Saga, the UK’s specialist in products and services for people over 50, is aiming to change the way people think about age and show the more positive side of getting older, with a new ad campaign, dubbed “Generation Experience”.
The initiative is part of Saga’s wider data, digital and brand strategy, which champions the “discerning, sharp and savvy” over-50s who bring a wealth of vibrant life experience to society and represent over a third of the UK population.
The integrated campaign, based on deep customer insight, sees the launch of new TV ad and will lean into Saga’s digital channels; the activity has been devised by VCCP London, in partnership with VCCP Media, VCCP CX and Someone.
The over 50s are the fastest growing demographic in the UK, and one that holds the most spending power comparatively. Some 27.9 million people will be over the age of 50 by 2030 in the UK, and 63p of every £1 will be spent by people over 65 in 2040.
But despite the significance of this group – and rising awareness of the need for greater cultural representation of gender, race and disability – age is often left out of the conversation and either invisible or marginalised in cultural content. Only 29% of TV ads feature characters over the age of 50, with just 12% in lead roles, according to Saga research.
Saga aims to make people think differently about age and celebrate “Generation Experience”. According to Saga data, on average its customers feel 14 years younger than they are, and 91% want to experience new things and enjoy an active, healthy lifestyle.
Saga spoke to more than 2,000 over 50s in the last week and two thirds (67%) also said they were more likely to spend with a brand that embraced a positive view about life over 50, focused on experience rather than age.
Saga Group chief executive Euan Sutherland said: “People are living longer than ever before; they are working longer; they are helping their families; they are contributing to society. We know our customers do not feel old – they feel as if they are experienced. They have lived full lives, have so much to give and fully intend to make the most of each and every day.
“Our new brand strategy champions what we are calling ‘Generation Experience’ – the discerning, sharp and savvy over-50s who represent over a third of the UK population. It’s time for businesses and organisations of all sizes to have a conversation about age. As a purpose-led business with over 70 years’ experience, it’s one that we think Saga is ideally placed to lead.”

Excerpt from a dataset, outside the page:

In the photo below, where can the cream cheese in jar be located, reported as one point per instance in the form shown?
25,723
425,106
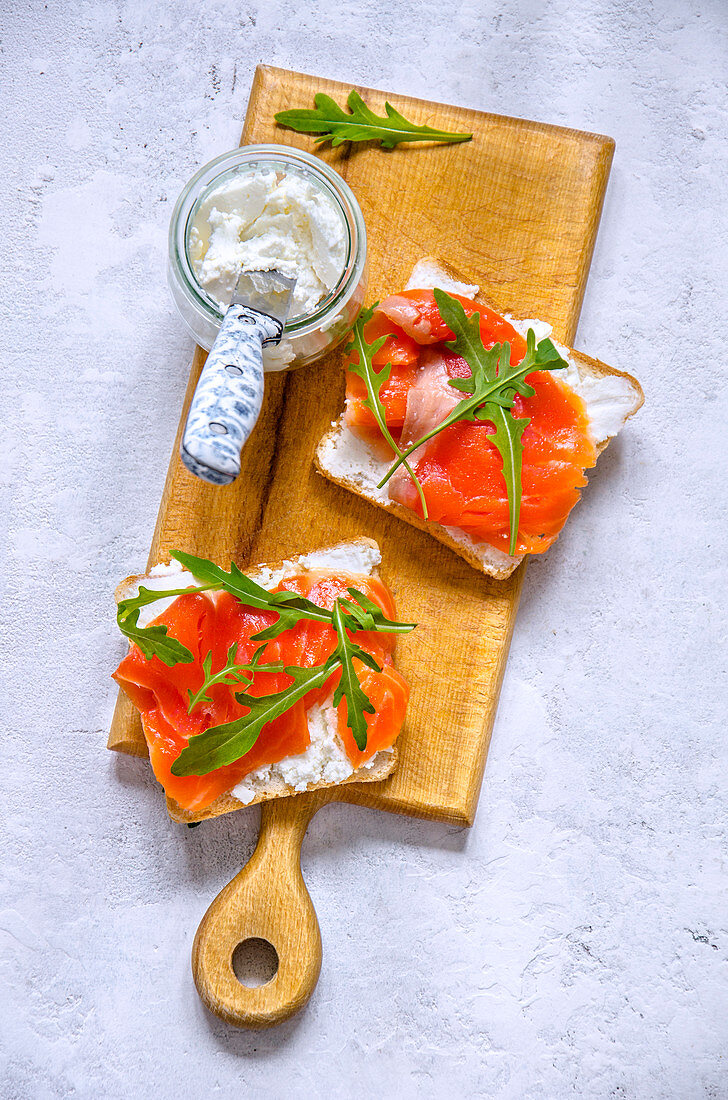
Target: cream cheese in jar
262,208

Saga’s campaign will launch with a 60-second TV ad which will reveal the new creative direction of the brand and feature The Crown, Torchwood actor Nicholas Farrell, who brings a fresh take on perceptions of age, replacing negative connotations with a savvy and sharp-witted monologue.
The creative explores what ‘old’ really means, and playfully questions why we call people ‘old’, as opposed to calling a jacket ‘vintage’, a cheese ‘mature’ or a car ‘classic.
VCCP Media devised a media strategy which includes large scale digital takeovers, influencer campaigns and social media activity. The film will premiere this weekend with premium spots, as well as a transmission schedule across ITV, Channel 4 and Sky channels in the coming months.
Saga Group chief customer officer Stuart Beamish said: “What we hear from customers is that they don’t see their lifestyles reflected in films, TV, ads or wider society. This isn’t about pretending to be young again but about valuing their experience on its own merits both for themselves as individuals and for wider society.
“We are delighted to launch a campaign that celebrates the positive aspects of ageing, built with new and existing customers in mind. It’s time to change the conversation about age in the way we have seen recent positive progress on the debate around gender and race representation. Every member of society should feel respected and valued for their worth.”
VCCP London executive creative director Jim Thornton concluded: “There’s no greater British brand than Saga to champion the experience and wisdom of elders, and the value they bring to society. And, as a 58-year-old creative, no-one appreciates their bravery and ambition in tackling this issue head-on more than me.
“The quality of the work just goes to show what can be achieved when you bring the wisdom and experience of people in their 40s and 50s like Ivan, Lorenzo, Jan and Nick to bear behind the camera. Long live The Elders.”